Tuesday, January 17, 2012

The Good Ol' Days

David Brooks, making sense for a short period of time:
I was also struck, as in New Hampshire and Iowa, by the mood of this year’s rallies. Republican audiences this year want a restoration. America once had strong values, they believe, but we have gone astray. We’ve got to go back and rediscover what we had. Heads nod enthusiastically every time a candidate touches this theme.
I agree with the sentiment, but it makes for an incredibly backward-looking campaign. I sometimes wonder if the Republican Party has become the receding roar of white America as it pines for a way of life that will never return.
Not only are Republicans white folks pining for a way of life that will never return, they are pining for a time when minorities were in a worse situation than they are in today.  It was remarkable to me that a recent survey showed that blacks and Hispanics were much more optimistic about the future than whites.  Considering how many of the minorities have things a lot worse than folks in the Tea Party, that surprised me.  But, they have often seen more opportunities over the recent past, while the privilege of whiteness has been lost to economic struggles between high earners and the middle class. 
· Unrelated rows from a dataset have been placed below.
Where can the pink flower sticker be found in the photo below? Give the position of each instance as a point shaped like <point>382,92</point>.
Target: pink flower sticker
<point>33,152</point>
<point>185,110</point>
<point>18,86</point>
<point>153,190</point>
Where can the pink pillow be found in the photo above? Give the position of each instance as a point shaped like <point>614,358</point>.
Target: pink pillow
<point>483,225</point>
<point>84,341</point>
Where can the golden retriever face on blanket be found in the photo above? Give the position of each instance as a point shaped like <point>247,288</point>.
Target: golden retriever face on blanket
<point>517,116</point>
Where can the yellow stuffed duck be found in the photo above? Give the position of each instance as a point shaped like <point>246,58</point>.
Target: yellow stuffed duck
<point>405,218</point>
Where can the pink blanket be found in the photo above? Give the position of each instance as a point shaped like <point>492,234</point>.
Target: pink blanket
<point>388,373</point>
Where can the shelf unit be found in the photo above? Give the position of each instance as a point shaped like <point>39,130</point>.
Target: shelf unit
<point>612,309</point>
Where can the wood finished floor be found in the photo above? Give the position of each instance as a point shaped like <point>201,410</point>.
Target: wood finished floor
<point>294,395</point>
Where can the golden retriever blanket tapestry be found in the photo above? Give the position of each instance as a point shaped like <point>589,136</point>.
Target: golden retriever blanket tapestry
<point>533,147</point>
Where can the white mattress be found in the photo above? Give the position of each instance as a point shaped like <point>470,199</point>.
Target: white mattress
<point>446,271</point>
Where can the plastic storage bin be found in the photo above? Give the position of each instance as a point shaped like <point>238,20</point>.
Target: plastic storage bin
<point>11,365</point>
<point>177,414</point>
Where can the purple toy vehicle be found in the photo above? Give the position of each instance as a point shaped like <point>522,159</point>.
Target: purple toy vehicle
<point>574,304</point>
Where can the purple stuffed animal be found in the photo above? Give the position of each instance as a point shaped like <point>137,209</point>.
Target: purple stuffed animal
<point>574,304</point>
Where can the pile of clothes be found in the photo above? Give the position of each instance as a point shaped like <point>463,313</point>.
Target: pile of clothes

Anyway, it is clear to me that Republicans want to return to a day that didn't really exist, a time of postwar expansion with less regulation and lower taxes.  Taxes were higher back in "the good ol' days," and many industries, like airlines, phone companies, banks and trucking companies were highly regulated.  Republicans want to get back to the" good ol' days" of the '80s, when Ronald Reagan never raised taxes, even though those days didn't exist.  What they want is a fantasy.